Compiler From Scratch - Part 1
Intro
I just really like building compilers; there is a lot to be learned from building compilers and it’s a good way to validate knowledge of algorithms and data structures.
Nothing about building compilers, and even a full new programming language, is hard. But it has potential to blow out in complexity as you add scope, like anything in software development. By the end of these posts, I hope to have a full end to end compiler covering lexing, parsing, some tree rewriting optimizations, code generation, LSP support, and memory management strategies. I’m keeping it flexible and open to changes in the specifications.
Just because I find it fun, I want to do code generation in 3 ways:
- A C backend - let’s me cover doing language to language transformation, or
transpilationas it sometimes known. It is also quickest to produce a working binary for our code. - A FASM backend - let’s me play with flat assembler and producing raw x86_64 instructions. As bare metal as I care to go, and also FASM is just really cool.
- An LLVM backend - let’s us play with the gold-standard backend of languages.
clangcan compile C to LLVM, and Rust also has an LLVM backend so let’s do that too.
However, to support various features of the language, like constant folding, which falls in the realm of being an optimization, it’s also going to have an interpreter mode. This is by far, the easiest way to make the illusion of a programming language coming to life as it allows us to “run” a program in our language, but I will explain the caveats of this later.
So, the goal is to write ShitLang. A shitty language to do shit things and it will do it rather shitly.
This is to ensure that the experience is light hearted and enjoyable, and not a rush to create something
phenomenal. Good languages are drafted over the course of years of experience using other languages,
identifying pain points, and determining solutions to these. Beyond that, they are vetted by a community
of software engineers over more years, and backed by people with an invested interest in seeing the
language “take off” and dominate. ShitLang is shit and will inspire no one and do nothing of any
value in the software development world. But hopefully, you’ll learn something, and more importantly
I will have fun.
What is a compiler?
Compilers are effectively translators; from one data representation to another. The representation they are transforming is actually an expression of computation. When a compiler runs against source code, we’re asking it to transform that language into one the CPU can understand. At least, that’s the high level expectation.

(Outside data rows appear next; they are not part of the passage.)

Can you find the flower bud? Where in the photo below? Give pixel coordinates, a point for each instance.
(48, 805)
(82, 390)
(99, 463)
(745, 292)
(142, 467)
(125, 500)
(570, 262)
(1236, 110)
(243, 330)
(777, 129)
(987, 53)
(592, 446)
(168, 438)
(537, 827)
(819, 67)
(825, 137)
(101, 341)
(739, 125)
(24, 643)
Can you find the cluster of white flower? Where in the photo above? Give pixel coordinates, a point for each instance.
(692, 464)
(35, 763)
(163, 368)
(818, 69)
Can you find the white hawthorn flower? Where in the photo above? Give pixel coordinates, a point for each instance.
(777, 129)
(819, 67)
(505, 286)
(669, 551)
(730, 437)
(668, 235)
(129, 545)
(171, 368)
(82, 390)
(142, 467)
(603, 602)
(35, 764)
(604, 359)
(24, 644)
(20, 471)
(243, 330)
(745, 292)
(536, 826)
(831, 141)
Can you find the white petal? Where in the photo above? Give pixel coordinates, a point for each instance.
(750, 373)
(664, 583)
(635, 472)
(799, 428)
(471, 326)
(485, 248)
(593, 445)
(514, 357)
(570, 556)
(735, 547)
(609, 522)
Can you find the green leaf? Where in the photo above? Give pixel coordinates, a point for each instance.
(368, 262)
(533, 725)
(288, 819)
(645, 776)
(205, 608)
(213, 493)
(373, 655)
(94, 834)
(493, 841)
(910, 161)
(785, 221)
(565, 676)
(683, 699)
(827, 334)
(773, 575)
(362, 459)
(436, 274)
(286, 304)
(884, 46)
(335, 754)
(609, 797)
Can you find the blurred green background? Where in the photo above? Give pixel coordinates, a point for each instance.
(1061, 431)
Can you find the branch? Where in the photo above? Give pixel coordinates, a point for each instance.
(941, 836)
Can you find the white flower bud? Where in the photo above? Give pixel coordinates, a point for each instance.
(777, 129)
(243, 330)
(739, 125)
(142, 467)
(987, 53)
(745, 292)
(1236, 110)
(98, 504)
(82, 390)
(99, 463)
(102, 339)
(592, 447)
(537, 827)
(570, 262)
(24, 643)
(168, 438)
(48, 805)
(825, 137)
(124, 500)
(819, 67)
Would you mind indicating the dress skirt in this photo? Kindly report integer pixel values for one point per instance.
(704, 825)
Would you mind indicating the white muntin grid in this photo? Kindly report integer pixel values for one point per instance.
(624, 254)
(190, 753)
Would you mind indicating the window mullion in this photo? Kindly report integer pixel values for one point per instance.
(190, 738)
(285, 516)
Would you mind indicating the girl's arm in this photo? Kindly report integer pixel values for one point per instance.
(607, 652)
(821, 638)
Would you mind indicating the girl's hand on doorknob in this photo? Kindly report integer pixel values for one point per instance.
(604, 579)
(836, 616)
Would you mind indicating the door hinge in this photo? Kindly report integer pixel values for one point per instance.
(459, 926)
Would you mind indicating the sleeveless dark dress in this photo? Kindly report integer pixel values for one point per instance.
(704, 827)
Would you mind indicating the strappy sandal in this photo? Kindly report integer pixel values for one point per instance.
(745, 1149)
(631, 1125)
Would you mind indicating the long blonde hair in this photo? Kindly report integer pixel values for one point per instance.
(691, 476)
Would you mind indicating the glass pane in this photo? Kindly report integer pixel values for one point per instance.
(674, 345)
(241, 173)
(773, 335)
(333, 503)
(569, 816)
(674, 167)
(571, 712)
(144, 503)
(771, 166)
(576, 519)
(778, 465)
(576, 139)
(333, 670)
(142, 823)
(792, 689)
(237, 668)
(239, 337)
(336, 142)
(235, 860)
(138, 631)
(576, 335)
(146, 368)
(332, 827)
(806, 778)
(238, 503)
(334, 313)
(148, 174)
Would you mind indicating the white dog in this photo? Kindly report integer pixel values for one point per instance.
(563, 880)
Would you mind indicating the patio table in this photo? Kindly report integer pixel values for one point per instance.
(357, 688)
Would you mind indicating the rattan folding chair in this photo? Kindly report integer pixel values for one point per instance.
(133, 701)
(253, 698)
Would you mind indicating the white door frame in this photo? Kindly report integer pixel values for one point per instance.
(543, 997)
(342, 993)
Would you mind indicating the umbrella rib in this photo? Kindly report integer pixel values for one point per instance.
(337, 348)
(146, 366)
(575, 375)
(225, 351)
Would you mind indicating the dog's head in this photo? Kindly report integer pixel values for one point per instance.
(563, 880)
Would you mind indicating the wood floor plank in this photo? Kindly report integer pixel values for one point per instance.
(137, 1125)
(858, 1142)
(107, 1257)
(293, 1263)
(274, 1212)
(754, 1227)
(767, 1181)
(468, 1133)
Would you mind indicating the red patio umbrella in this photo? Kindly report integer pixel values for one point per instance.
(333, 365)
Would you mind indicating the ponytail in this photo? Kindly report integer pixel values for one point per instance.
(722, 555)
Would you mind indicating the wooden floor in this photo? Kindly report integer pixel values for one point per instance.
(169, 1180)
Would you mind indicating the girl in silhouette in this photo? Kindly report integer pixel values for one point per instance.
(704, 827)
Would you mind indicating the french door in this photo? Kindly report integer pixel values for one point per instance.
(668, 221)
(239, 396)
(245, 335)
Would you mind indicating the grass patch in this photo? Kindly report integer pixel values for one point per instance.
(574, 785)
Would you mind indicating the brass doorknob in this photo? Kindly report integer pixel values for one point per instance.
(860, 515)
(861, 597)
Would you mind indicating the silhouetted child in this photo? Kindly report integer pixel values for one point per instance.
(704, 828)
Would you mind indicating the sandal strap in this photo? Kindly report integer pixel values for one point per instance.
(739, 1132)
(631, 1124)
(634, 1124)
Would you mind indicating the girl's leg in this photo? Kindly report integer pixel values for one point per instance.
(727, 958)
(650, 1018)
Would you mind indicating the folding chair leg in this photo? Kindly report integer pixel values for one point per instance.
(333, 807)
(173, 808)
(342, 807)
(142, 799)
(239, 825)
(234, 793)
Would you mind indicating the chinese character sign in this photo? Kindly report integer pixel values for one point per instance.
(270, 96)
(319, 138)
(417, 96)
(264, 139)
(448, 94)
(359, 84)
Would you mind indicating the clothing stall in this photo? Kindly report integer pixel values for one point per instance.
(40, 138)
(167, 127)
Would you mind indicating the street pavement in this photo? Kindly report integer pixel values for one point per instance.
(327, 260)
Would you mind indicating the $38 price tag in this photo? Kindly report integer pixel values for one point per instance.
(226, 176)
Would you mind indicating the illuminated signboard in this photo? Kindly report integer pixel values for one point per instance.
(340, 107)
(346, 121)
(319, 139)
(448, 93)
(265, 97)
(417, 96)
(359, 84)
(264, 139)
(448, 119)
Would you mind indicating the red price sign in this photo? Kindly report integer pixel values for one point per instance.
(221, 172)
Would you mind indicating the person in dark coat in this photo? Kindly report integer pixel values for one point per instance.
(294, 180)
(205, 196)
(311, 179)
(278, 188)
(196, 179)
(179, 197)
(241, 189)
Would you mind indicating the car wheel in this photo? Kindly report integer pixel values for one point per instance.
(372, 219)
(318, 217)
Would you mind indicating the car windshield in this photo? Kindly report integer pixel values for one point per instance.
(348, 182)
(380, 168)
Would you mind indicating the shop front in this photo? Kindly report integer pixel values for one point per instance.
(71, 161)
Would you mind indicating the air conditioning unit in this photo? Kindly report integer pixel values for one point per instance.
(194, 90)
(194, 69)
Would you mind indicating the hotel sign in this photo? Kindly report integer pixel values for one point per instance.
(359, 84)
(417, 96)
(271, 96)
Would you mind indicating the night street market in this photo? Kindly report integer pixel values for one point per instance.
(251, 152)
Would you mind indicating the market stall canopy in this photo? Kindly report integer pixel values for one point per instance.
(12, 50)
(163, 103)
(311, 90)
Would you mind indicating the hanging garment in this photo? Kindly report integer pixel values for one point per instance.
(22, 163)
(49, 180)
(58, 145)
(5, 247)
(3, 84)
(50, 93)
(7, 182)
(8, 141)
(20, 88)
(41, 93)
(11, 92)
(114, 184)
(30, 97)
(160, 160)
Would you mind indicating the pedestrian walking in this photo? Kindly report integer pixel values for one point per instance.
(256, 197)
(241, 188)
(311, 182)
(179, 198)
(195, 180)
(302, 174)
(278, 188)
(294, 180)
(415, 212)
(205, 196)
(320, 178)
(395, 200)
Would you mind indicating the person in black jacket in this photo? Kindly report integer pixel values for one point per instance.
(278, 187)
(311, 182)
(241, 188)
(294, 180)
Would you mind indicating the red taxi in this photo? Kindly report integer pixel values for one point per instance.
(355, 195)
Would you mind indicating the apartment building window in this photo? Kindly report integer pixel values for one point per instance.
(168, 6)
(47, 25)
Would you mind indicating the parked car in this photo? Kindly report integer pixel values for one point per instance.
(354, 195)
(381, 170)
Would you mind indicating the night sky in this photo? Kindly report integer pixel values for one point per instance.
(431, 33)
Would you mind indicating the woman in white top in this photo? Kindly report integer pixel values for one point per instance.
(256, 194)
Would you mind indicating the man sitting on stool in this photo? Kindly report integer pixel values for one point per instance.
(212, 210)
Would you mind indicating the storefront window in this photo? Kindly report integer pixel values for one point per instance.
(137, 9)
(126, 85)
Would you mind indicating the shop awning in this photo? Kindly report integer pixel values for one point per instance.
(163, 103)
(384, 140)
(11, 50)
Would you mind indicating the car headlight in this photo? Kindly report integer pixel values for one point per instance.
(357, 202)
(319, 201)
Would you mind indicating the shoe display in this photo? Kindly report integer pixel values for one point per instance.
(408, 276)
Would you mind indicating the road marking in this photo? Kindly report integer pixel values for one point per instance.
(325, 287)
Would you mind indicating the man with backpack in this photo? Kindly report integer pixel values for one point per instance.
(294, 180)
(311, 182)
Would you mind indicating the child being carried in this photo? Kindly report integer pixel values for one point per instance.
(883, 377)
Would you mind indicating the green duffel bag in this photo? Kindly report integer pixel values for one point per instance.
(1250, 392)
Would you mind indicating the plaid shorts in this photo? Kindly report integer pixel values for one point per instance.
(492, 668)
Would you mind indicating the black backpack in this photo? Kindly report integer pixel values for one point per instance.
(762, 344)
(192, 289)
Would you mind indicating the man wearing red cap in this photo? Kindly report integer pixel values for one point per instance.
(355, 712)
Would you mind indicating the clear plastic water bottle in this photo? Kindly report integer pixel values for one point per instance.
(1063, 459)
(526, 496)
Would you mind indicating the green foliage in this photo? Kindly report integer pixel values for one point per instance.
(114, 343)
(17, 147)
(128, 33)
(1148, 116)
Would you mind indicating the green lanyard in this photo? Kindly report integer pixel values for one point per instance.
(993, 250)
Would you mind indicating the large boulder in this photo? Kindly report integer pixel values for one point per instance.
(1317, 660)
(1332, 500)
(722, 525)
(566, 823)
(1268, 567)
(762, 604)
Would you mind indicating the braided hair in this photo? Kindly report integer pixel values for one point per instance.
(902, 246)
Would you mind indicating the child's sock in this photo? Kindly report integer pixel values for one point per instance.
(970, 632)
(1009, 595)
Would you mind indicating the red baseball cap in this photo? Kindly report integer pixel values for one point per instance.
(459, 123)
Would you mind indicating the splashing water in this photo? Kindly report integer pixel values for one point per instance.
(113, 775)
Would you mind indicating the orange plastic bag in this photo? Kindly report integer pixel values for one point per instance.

Compilers have several significant parts:
- Lexer
- Parser
- Optimizations? (This is optional, and also potentially several stages in itself)
- Interpreter? (Another optional stage, and possible even final stage for some)
- Intermediate form? (Also potentially optional, depending on design)
- Code generation? (… Wow, seems like everything is potentially optional)
A compiler you write will have a subset of these parts most likely. It will depend on scope.
For ShitLang, we’re going to do all these parts plus more. ShitLang is full of scope creep and
the desire to touch as many different aspects of compiler design as possible.